Advertisement
In this issue Free access | 10.1172/JCI119941
Find articles by Ashkenas, J. in: JCI | PubMed | Google Scholar
Published January 1, 2002 - More info
(See article on pages 19–27.)
Bacterial infection of the CNS is hazardous not only because of its often-lethal acute effects, but also because it leads to the death of irreplaceable neurons and glia. Braun et al. have established microglial and neuronal cell culture systems in which to study the mechanisms by which Pneumococcus bacteria induce cell death. In a recent paper in the Journal of Infectious Disease, these same authors showed that exposure to these bacteria induces a caspase-independent cell death pathway. In this response, the mitochondrial protein apoptosis-inducing factor (AIF) translocates to the nucleus, where it activates some of the early events in apoptosis, including chromosomal condensation, DNA cleavage, and translocation of phosphatidylserine to the cell surface. Here, Braun et al. show that AIF activation and cell death can be induced by either of two secreted bacterial factors: hydrogen peroxide and the toxic protein pneumolysin, which forms pores in animal cell membranes. The authors inactivated both of these factors, first by using bacterial strains with specific mutations that block their production, and second by adding exogenous inhibitors. Simultaneous inhibition of pneumolysin and peroxide protects the cells from bacteria-induced killing, both in culture and in vivo. However, even when the bacteria fail to produce peroxide, host cells exposed to the bacteria generate it endogenously and are still subject to apoptotic death, albeit with lower efficiency. Most likely, inflammation caused by some additional bacterial factor is responsible for this residual pro-apoptotic effect.

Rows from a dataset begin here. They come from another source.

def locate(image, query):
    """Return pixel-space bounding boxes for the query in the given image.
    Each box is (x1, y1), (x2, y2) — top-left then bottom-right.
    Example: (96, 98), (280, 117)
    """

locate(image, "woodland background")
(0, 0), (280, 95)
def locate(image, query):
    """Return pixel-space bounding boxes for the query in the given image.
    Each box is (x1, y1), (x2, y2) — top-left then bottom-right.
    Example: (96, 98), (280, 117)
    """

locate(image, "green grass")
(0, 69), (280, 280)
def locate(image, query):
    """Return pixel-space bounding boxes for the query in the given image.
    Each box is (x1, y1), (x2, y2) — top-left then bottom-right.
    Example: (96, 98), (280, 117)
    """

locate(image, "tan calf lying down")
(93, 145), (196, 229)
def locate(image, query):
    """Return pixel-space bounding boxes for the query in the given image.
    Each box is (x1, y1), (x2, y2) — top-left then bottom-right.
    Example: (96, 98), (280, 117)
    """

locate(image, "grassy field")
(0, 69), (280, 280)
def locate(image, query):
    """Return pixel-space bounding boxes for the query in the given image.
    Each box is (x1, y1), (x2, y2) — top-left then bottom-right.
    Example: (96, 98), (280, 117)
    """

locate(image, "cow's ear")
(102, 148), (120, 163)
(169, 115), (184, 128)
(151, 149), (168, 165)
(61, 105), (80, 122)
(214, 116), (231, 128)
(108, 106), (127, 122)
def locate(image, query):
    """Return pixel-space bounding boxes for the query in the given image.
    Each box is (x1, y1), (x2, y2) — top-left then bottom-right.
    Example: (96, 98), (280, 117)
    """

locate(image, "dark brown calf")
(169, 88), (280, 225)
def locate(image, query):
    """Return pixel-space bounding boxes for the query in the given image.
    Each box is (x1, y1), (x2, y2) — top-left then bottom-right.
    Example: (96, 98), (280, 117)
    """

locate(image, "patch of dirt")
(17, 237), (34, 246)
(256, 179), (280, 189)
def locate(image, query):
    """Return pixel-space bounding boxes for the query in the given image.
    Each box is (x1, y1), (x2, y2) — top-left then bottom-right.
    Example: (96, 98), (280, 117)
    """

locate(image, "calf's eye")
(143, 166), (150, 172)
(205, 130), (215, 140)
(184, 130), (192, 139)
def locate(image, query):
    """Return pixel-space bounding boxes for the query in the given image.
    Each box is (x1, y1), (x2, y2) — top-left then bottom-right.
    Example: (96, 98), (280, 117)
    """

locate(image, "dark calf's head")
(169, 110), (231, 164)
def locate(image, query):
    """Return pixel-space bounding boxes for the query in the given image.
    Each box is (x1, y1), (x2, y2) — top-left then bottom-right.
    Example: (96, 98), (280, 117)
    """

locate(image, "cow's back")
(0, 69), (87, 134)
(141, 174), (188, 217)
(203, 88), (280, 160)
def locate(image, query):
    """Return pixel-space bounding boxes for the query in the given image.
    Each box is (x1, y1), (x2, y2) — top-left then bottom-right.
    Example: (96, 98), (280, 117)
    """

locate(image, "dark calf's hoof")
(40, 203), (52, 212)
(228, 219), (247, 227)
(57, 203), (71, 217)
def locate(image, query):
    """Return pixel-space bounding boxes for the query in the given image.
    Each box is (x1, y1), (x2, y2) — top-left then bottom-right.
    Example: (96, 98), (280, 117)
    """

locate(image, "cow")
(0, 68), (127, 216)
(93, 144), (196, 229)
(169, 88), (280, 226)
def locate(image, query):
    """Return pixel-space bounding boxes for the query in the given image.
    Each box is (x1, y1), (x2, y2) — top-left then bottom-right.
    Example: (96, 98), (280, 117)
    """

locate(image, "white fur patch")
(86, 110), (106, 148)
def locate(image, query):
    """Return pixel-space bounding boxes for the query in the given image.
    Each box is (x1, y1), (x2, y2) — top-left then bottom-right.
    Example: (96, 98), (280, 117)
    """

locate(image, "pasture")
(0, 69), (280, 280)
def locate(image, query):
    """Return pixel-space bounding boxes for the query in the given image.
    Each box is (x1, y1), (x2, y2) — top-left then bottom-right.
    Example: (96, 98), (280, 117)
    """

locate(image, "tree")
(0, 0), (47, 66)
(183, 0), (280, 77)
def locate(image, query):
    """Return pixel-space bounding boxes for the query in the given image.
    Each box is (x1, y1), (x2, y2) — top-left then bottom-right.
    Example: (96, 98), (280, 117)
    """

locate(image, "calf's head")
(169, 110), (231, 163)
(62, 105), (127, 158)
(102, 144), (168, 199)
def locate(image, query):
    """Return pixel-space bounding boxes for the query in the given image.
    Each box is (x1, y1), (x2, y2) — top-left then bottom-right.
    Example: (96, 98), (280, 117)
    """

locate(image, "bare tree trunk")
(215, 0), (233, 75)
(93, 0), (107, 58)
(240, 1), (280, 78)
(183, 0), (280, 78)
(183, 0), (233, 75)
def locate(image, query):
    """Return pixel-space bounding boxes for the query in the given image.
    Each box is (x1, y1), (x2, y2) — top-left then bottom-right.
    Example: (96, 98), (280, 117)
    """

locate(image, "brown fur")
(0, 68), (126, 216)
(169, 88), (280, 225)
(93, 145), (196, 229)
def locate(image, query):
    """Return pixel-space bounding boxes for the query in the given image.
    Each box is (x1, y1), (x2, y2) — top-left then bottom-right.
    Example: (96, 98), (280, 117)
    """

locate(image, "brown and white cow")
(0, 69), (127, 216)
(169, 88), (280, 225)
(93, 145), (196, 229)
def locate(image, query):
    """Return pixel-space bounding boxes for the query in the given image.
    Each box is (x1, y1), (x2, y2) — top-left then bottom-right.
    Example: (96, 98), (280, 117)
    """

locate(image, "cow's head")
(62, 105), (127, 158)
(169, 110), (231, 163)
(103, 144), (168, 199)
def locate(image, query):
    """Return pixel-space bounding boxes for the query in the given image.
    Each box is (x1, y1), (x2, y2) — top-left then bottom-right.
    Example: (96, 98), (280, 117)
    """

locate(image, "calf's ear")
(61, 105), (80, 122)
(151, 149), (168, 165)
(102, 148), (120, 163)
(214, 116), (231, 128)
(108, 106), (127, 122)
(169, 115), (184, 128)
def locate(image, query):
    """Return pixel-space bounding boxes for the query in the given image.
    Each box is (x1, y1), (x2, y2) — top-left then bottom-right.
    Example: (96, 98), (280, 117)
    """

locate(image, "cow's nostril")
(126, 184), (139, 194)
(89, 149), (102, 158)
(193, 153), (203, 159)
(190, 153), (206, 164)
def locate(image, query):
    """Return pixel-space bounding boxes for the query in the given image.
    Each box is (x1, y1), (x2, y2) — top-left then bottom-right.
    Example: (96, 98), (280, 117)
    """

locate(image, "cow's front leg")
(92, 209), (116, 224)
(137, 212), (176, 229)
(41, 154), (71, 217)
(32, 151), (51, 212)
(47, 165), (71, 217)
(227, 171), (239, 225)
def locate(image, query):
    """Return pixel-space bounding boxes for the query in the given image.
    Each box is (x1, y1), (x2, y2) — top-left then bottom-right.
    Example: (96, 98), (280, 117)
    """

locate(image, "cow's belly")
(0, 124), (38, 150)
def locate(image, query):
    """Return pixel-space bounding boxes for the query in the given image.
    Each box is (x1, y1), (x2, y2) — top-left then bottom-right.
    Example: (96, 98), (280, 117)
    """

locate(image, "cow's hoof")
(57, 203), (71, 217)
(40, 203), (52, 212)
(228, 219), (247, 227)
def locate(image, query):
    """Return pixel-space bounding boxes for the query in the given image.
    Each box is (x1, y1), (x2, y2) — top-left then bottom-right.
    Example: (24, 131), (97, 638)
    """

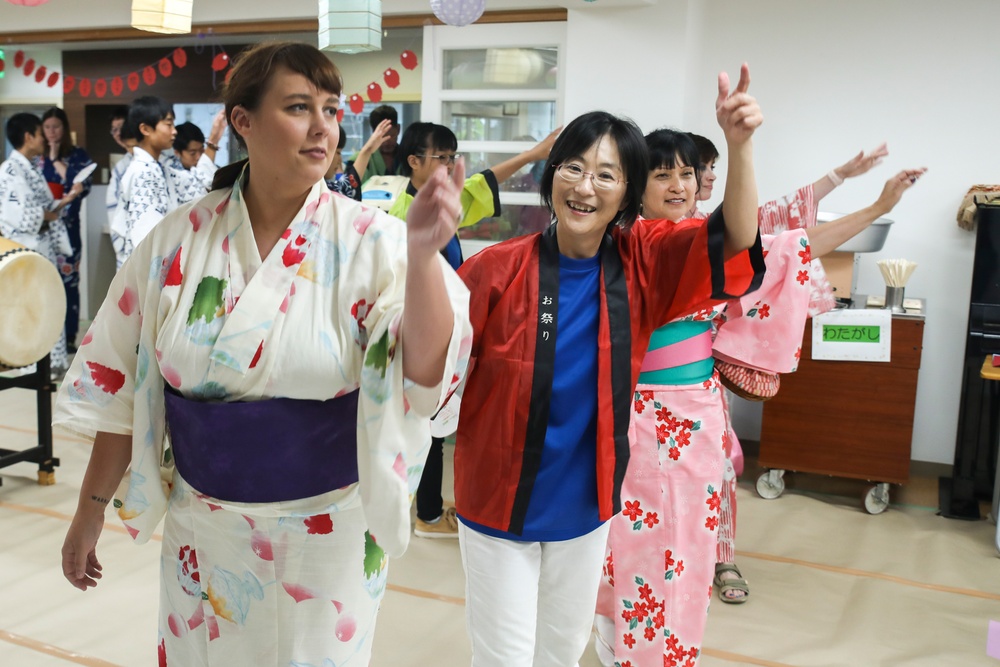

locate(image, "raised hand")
(875, 167), (927, 215)
(360, 118), (392, 156)
(715, 63), (764, 145)
(406, 158), (465, 261)
(834, 144), (889, 179)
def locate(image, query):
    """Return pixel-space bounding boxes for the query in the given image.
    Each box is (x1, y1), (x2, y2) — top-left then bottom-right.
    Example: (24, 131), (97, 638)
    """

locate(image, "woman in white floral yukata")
(56, 43), (471, 667)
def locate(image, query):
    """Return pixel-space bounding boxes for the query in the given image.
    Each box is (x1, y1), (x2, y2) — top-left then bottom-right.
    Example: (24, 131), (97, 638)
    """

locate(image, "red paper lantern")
(347, 93), (365, 114)
(173, 46), (187, 68)
(212, 53), (229, 72)
(399, 49), (417, 69)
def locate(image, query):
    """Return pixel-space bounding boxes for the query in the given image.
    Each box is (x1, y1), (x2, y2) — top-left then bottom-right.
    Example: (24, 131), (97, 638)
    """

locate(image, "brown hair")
(212, 42), (343, 190)
(42, 107), (73, 163)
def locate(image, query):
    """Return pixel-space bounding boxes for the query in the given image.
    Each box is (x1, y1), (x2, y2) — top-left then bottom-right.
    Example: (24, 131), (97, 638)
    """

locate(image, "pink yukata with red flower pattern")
(596, 186), (828, 667)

(See article on pages 41–50.)
The ubiquitous process of apoptotic cell death escaped the notice of cell biologists for decades, largely because cells that die by this mechanism are efficiently removed by phagocytosis in a process that provokes no local inflammation. Indeed, as Henson and collaborators have argued, the clearance of apoptotic debris is not merely silent, but actually suppresses inflammation. These authors previously identified a major phagocytic receptor for apoptotic cells, the phosphatidylserine (PS) receptor (PSR), which binds a phospholipid that is usually restricted to the inner leaflet of the plasma membrane but that accumulates on the cell surface during apoptosis. Exogenous apoptotic cells introduced into inflamed lung tissue in vivo are taken up by local macrophages, which then release active TGF-β1 and suppress the effects of inflammatory cytokines. Ligation of the PSR appears to be critical for this effect, since instillation of PS vesicles alone confers a similar effect, and live cells-or even apoptotic cells that lack extracellular PS-do not. Crucially, when the apoptotic cells are treated so that they can bind a different phagocytic receptor, the anti-inflammatory effect is also lost, confirming that the interaction with the PSR, rather than phagocytosis per se, helps terminate inflammation in this tissue.

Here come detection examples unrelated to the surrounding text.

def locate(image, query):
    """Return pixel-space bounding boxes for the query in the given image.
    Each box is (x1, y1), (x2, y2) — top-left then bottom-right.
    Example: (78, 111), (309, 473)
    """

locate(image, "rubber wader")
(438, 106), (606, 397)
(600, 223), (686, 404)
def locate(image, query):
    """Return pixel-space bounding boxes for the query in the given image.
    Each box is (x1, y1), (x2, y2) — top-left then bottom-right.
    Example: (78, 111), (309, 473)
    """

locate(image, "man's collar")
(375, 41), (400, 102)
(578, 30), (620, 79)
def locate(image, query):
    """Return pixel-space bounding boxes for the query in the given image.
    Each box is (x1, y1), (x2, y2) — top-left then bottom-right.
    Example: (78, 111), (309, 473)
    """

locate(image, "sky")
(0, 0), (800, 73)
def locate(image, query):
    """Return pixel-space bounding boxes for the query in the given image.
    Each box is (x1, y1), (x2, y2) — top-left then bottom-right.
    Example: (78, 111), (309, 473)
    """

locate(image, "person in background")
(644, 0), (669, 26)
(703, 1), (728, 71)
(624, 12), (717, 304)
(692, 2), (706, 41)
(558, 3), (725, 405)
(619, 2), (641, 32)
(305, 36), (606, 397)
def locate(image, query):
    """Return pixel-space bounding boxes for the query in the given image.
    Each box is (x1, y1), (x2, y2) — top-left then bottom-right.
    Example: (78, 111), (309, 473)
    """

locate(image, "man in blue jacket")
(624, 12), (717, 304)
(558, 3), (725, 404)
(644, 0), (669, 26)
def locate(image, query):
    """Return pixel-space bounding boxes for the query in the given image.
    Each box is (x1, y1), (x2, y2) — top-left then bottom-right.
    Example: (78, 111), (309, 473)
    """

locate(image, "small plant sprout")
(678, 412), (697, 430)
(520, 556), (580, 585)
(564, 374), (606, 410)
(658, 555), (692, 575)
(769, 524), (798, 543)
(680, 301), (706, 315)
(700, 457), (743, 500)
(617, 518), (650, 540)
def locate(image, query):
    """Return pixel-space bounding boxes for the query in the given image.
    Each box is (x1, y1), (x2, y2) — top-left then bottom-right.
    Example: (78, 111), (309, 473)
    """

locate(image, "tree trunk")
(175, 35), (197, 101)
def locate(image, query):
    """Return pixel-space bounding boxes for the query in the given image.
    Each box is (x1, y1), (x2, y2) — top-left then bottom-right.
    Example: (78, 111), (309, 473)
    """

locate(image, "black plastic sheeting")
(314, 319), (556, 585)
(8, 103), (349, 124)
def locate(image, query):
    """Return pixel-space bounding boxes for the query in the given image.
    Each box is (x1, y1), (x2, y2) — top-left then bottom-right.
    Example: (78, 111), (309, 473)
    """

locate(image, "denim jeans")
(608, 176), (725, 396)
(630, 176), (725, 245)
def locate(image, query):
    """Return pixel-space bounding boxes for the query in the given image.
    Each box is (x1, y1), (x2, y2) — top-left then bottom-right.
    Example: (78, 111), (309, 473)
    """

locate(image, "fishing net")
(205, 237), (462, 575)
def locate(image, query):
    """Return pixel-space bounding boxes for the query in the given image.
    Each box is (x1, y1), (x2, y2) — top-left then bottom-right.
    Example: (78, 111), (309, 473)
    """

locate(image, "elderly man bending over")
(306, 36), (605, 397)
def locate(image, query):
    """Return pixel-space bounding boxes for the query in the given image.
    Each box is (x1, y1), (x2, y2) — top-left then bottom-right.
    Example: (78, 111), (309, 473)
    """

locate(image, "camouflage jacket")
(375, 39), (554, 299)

(See article on pages 89–99.)
The kidneys maintain plasma volume and composition by adapting to shifts in the concentration of ions and other solutes. Some years ago, Schwartz and colleagues identified one such homeostatic mechanism, in which acidosis alters the cellular population within the cortical collecting duct (CCD) of the kidney. Over a period of days, acidosis induces one epithelial cell type in the CCD, the so called β-intercalated cells, to adopt the characteristics of another cell type, the α-intercalated cells. Intercalated cells of both types employ a proton ATPase and an anion antiporter system to transport H+ and HCO3- ions across the epithelium. However, because they differ in the distribution of these proteins on their apical and basolateral surfaces, these two cell types affect plasma pH in opposing directions: β cells secrete HCO3- toward the lumen, acidifying the plasma, whereas α cells reabsorb HCO3-, helping to neutralize plasma pH. Now, Schwartz et al. have revisited the β-to-α shift, this time using CCDs cultured ex vivo, a system that allowed them to observe the fates of individual cells over several hours following reduction of external pH. Just as is seen in the living kidney following a period of acidosis, CCD cells undergo a morphological change and shift their polarity to favor HCO3- reabsorption. Building on their earlier identification of the ECM protein hensin as a key factor in epithelial differentiation, the authors examined the effect of a hensin blocking antibody in their ex vivo system. They confirm that this antibody specifically inhibits the conversion to the α cell phenotype. Hensin is ubiquitously expressed, generally in a soluble form that has no effect on the intercalated cell polarity. Interestingly, however, the hensin binding protein galectin-3 is expressed by α but not β cells and appears to favor the formation of insoluble, ECM-bound hensin, which is biologically active. With the ability to monitor individual cells in real time, it should be possible to tease apart the changes in mRNA and protein expression, cellular morphology, and adhesive interactions that drive this dramatic shift in cellular phenotype.